Assistant Professor Li Li of the University of Nevada, Reno School of Public Health has received a U.S. Environmental Protection Agency (EPA) grant for his project to more accurately understand soil and dust ingestion rates for children and help policy makers develop more evidence-based protocols for exposures.
In the scientific community, there is currently a lack of accurate and reliable data regarding the rate at which children inadvertently ingest dust and soil along with the behavioral and environmental factors effecting that rate. Supported by a $1.3 million EPA Science to Achieve Results (STAR) grant, Li will lead the project that aims to provide new understanding of the importance of protecting children from unintentional exposure to environmental pollutants. Li notes, “Ingestion of dust and soil is shown to be the major route for children’s intake of many environmental pollutants, [for example], toxic metals, flame retardants, pesticides, and nicotine.” Additional data shows that inadvertent activities, such as touching a table, lead one to ingest 60 to 90 micrograms of dust or soil each day.
This multidisciplinary project involves additional researchers with the University’s School of Public Health and with the Desert Research Institute, and it builds on Li’s work studying children’s exposure to environmental pollutants begun in 2019. In 2020, he published the first computational model to help predict a person’s rate of unintentional dust and soil ingestion based on their mouthing and touch behaviors. During this time, when the COVID-19 pandemic was at its peak, Li noted an impact of the increased use of disinfectants on indoor surfaces. Most COVID-19 disinfectants contain ingredients called “quaternary ammonium compounds (QACs)” which can remain on surfaces all day if not wiped off. With the developed computational model, Li and his collaborators found that children are more likely to unintentionally ingest these QACs from frequent hand-to-surface and hand-to-mouth activity, compared to people of other ages. Further toxicological data suggested that ingestion of some of these disinfectants can be hazardous to children. However, this does not mean that disinfectants should not be used in homes.

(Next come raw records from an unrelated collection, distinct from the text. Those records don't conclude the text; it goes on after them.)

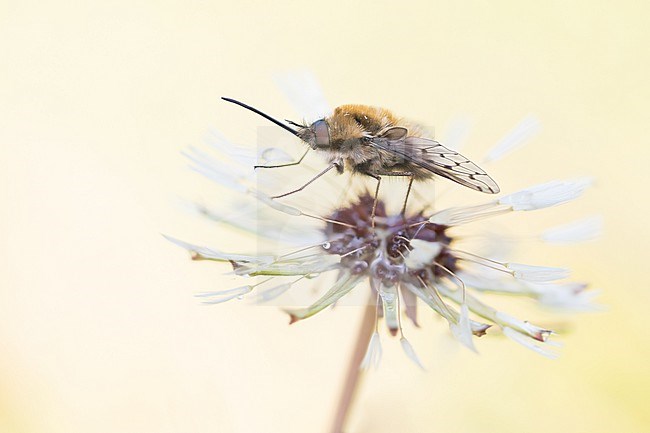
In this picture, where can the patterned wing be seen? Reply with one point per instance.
(433, 156)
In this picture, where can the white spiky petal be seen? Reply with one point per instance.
(528, 343)
(546, 194)
(537, 274)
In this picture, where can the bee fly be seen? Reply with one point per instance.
(374, 142)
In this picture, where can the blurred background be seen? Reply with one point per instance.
(98, 326)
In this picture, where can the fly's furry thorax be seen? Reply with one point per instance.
(349, 122)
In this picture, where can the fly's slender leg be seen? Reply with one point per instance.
(374, 203)
(329, 167)
(378, 177)
(284, 165)
(408, 191)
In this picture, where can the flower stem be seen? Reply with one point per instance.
(354, 372)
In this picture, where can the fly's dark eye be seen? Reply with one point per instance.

Li suggests using disinfectants that can easily turn into gas or wiping surfaces after using liquid disinfectants to remove any excess and prevent children from overexposure. Li and his colleague Dingsheng Li recently explored this topic in a University Ask the Professor column.

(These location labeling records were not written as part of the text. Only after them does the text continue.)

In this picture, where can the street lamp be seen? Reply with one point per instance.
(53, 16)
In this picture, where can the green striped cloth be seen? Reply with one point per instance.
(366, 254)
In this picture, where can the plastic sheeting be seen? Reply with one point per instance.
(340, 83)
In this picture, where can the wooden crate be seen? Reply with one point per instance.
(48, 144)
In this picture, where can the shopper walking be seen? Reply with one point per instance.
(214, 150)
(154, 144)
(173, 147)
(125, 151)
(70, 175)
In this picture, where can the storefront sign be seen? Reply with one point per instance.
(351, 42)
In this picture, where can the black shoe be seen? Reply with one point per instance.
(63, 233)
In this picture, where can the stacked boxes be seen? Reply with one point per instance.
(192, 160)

By recruiting a diverse group of around 150 healthy children (aged 6 months through 6 years) from daycares and kindergartens in Reno, Li’s upcoming project will help identify which groups of children and what factors make them more susceptible to disproportionate exposure to environmental pollution. This in turn will allow Li’s team to construct models of, for example, potential health risks so that they can share them with the appropriate government agencies or policy makers.
“In this sense, the project will support tailored and targeted public health decision-making based on population- and site-specific predictions of dust/soil ingestion rates,” Li notes. “It will provide policy makers with more reliable data and refined methodologies for health risk assessments in support of evidence-based decisions for mitigating health risks posed by pollutants in the environment.”
School of Public Health Dean Muge Akpinar-Elci acknowledged the grant commenting, “Congratulations to Dr. Li Li and his team for receiving this prestigious research award from the U.S. Environmental Agency. Dr. Li’s research is critical to fill the knowledge gap to protect the children from environmental pollutants. Dr. Li’s funding will also help to advance our School of Public Health’s mission.”
Assisting Li are investigators You Fu, Dingsheng Li and Yan Liu from the University’s School of Public Health as well as Andrey Khlystov, Vera Samburova and Yeongkwon Son of the Desert Research Institute.